不織布について調査しました

「不織布」(ふしょくふ)関連の特許明細書と出会いました。

ギフトラッピング用の布やカイロ、オムツ、コンビニ等でもらうおしぼり、コーヒーフィルター、植物を守る養生シート、女性用の試着室にあるフェイスカバーなど身近な生活の中でもよく見かけます。さらに建築、土木、農業、医療、産業など多岐にわたる分野で活躍しています。

日常の至る所にある不織布ですが、どのように製造されているか考えたことはありませんでした。布と言っても「不織」なので織っているわけではなく、繊維同士を接着して布状にしているんですね。フワッと軽くて滑らかな素材です。

長所としては、

  • 厚さや密度を自由に変化させられること
  • 生産スピードが速い
  • 様々な素材で構成できる
  • 端からほつれてくることがない
  • 様々な機能が付与しやすい
  • 複数の素材と組み合わせやすい、etc.

短所としては、

  • 強度や耐久性が織物に比べて劣る
  • 伸縮性が出しにくい
  • 透明なものを作りにくい、etc.

ウィキペディアで見る「不織布」

今回の特許明細書の中では「スパンボンド不織布」がテーマでしたので、シンワ株式会社さんのサイトを参照させていただきました。初心者にもわかりやすい図です。

シンワ株式会社さんのサイト

最初は米粒状のプラスチック(ペレット)を溶かして、ノズルから出てきた糸状のプラスチックを冷却し、エジェクターの中で繊維化し、コレクターで搬送する。平面のコンベヤーにその繊維を広げ、上下に設置された熱ロールの間を通過する間に点接着されると不織布の完成です。

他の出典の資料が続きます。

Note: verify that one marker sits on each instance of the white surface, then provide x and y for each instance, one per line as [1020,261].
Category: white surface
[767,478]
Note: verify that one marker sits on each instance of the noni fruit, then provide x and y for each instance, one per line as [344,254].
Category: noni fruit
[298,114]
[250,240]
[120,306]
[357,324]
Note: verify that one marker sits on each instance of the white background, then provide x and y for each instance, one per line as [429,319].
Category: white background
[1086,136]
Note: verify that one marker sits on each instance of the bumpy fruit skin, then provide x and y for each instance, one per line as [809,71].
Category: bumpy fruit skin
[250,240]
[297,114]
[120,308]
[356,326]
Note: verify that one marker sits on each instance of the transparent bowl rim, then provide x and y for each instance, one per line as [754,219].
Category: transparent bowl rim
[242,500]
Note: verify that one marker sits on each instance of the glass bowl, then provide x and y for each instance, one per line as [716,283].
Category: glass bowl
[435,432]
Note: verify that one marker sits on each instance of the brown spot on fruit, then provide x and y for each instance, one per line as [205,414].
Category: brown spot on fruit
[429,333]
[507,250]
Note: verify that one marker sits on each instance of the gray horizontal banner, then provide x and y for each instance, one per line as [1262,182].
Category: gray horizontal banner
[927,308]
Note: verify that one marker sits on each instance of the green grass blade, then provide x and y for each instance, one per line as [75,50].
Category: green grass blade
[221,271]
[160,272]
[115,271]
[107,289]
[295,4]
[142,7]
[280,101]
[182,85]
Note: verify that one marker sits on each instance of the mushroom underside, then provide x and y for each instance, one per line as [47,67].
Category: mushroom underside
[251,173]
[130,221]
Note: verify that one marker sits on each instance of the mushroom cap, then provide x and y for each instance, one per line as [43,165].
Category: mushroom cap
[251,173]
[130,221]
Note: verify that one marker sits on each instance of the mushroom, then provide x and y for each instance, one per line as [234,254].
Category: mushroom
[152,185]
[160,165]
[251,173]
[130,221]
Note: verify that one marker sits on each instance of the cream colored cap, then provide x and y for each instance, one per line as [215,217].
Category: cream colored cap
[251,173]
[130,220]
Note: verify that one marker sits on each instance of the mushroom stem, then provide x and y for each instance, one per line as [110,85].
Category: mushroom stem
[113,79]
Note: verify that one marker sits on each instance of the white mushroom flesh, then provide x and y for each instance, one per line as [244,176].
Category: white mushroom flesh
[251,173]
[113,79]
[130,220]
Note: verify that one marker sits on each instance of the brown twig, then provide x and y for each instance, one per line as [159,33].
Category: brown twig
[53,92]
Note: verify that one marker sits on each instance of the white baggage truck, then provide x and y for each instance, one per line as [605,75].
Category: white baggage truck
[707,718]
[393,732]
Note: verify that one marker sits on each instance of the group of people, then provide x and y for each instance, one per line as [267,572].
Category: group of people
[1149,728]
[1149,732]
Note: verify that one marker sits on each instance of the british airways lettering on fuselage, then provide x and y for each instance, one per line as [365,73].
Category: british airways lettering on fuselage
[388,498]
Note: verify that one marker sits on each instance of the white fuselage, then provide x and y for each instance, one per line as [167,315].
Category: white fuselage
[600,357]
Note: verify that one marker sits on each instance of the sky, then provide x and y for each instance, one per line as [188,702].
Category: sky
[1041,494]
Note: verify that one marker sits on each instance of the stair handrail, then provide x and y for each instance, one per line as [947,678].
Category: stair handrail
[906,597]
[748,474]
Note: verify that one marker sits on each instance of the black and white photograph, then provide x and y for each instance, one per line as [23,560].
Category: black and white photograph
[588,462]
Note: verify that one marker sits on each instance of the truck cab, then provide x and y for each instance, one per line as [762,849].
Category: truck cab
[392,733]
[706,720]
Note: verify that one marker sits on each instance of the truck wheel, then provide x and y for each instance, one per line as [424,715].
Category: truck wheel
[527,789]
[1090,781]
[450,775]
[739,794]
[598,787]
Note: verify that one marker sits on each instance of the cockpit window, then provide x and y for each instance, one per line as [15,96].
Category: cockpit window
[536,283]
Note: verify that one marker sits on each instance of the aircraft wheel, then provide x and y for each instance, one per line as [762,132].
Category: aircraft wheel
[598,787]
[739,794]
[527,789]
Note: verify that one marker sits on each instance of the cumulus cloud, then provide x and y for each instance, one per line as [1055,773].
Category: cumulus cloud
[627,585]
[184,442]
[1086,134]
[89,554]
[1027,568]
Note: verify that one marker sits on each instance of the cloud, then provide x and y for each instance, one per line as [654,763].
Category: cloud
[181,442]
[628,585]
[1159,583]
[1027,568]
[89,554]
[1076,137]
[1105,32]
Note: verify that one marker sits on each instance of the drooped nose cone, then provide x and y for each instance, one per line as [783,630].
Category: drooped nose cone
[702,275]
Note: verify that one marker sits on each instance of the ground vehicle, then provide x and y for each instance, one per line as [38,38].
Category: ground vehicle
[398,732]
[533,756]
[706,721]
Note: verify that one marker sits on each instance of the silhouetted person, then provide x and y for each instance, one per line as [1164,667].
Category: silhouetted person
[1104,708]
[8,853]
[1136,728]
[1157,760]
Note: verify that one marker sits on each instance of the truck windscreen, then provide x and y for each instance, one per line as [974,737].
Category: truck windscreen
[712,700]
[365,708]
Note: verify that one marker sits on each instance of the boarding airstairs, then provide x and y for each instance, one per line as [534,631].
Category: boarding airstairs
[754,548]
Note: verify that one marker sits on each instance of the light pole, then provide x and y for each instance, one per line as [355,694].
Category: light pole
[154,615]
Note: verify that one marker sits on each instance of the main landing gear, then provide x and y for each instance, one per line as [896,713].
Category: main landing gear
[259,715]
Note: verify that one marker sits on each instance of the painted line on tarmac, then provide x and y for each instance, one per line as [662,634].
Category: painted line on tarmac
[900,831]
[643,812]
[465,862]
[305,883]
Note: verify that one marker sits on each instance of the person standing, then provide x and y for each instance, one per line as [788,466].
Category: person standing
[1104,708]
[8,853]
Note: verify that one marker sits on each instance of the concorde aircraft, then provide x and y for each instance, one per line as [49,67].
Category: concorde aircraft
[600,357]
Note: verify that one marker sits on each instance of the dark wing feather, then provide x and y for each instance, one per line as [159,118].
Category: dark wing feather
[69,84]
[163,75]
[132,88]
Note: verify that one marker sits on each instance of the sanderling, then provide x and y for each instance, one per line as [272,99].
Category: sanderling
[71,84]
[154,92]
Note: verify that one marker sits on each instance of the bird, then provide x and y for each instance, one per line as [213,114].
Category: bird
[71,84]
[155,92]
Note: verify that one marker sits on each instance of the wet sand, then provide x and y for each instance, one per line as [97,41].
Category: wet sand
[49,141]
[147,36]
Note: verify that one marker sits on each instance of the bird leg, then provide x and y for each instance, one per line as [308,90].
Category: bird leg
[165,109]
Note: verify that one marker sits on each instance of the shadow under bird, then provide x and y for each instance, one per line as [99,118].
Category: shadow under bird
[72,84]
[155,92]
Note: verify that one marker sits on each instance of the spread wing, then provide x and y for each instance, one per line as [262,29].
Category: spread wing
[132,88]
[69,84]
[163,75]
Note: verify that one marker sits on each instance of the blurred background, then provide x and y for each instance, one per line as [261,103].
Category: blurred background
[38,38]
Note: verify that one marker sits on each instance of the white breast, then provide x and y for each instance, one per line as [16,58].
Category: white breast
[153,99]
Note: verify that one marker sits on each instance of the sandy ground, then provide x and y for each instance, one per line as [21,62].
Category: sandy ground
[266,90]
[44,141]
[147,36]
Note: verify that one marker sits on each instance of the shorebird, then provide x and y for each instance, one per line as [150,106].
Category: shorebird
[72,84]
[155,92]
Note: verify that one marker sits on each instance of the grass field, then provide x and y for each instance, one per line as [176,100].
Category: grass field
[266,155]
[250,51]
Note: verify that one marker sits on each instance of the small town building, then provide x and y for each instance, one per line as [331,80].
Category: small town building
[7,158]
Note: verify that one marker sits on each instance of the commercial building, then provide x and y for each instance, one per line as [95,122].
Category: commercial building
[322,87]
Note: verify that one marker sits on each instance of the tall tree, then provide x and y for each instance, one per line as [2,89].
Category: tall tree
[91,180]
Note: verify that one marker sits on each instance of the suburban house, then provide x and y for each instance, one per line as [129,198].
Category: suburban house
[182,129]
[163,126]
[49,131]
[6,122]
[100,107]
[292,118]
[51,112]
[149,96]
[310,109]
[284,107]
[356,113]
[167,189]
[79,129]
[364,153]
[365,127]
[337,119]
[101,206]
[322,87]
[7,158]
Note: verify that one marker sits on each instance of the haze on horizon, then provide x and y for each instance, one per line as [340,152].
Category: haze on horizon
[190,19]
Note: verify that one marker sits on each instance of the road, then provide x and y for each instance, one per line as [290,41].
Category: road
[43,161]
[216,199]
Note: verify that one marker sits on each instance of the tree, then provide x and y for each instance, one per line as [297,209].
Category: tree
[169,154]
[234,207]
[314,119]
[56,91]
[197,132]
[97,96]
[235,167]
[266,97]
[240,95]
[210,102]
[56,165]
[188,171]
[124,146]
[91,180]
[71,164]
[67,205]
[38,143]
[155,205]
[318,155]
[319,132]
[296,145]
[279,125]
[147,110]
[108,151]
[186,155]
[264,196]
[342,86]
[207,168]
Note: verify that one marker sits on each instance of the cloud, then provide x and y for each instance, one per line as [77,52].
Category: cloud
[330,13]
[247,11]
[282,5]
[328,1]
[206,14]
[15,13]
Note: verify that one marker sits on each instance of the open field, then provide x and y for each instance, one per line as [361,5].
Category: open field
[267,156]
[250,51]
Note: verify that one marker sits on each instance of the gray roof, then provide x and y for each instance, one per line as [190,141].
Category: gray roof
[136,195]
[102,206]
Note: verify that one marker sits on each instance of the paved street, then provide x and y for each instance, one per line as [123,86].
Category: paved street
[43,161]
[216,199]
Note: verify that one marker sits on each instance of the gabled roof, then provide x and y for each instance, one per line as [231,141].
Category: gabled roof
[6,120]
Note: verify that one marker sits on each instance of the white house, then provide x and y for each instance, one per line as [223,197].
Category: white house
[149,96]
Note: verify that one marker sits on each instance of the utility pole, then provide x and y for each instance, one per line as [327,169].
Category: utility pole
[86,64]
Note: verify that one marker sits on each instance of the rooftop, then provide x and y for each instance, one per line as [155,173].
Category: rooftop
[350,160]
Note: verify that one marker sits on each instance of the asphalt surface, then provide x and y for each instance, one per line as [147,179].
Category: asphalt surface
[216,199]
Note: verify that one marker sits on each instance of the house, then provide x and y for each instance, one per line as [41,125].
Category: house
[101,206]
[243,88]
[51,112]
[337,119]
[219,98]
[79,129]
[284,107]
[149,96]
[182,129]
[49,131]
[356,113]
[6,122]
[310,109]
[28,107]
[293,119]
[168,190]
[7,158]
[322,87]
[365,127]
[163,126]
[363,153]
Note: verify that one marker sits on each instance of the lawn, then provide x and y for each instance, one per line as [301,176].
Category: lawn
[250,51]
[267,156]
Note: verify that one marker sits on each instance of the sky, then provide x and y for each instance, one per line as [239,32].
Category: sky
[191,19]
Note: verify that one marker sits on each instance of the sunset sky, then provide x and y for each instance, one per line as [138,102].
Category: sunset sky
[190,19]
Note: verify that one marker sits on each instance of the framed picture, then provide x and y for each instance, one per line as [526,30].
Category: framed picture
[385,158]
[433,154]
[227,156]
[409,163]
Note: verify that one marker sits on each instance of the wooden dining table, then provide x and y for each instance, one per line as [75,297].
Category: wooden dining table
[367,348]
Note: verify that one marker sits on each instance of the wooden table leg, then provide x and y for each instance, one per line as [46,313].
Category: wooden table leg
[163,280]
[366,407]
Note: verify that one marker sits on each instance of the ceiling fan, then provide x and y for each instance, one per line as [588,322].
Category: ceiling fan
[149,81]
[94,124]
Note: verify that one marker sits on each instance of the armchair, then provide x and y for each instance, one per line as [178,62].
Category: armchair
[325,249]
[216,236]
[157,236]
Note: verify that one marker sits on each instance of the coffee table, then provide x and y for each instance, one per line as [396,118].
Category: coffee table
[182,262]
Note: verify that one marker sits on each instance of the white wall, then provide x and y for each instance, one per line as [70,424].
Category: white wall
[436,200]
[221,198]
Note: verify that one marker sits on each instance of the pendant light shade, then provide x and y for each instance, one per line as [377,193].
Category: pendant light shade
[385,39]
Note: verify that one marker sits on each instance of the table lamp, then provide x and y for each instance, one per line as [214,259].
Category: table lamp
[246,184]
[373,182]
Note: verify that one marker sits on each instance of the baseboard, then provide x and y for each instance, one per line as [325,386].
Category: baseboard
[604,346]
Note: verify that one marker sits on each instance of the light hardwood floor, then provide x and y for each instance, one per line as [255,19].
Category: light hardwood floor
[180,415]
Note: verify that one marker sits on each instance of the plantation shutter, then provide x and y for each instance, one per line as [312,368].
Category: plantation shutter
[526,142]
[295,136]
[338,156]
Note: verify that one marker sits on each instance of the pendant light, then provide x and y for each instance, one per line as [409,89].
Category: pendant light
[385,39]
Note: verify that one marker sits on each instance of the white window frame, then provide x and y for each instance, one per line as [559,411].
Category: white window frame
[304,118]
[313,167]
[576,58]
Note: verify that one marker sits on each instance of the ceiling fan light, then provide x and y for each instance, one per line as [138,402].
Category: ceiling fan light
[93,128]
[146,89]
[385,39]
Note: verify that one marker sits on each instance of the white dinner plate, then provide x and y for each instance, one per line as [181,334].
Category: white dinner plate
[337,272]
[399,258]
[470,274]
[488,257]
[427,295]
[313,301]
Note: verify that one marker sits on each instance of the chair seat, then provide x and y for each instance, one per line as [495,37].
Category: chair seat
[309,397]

スパンボンド法のほかにも乾式法や湿式法、メルトブロー法、フラッシュ紡糸法、など様々な方法があります。不織布の原料や目的、用途に応じて選択されます。

不織布が様々な分野で利用される中で、焼却処分する際の二酸化炭素排出量が問題になっているようです。今回の特許明細書では、二酸化炭素の排出量を抑えるための技術も併せて特許として出されていました。

化学製品ですからこういった環境面での問題が出てくるわけですね。新しい技術が開発される反面、新しい問題も出てくるとは、世の常です。

合成高分子化合物から離れないようにと思い、いろいろな特許明細書を探していました。合成繊維の分野もいろいろ調べていくとさらに面白くなりそうです。

ユニクロのように、「吸湿」、「速乾」、「保温」、「抗菌防臭」、「消臭」などの機能性を重視した繊維も多く出ています。

個人的には「究極に痩せて見える洋服」を実現できる繊維、を希望しますけども。余談でした。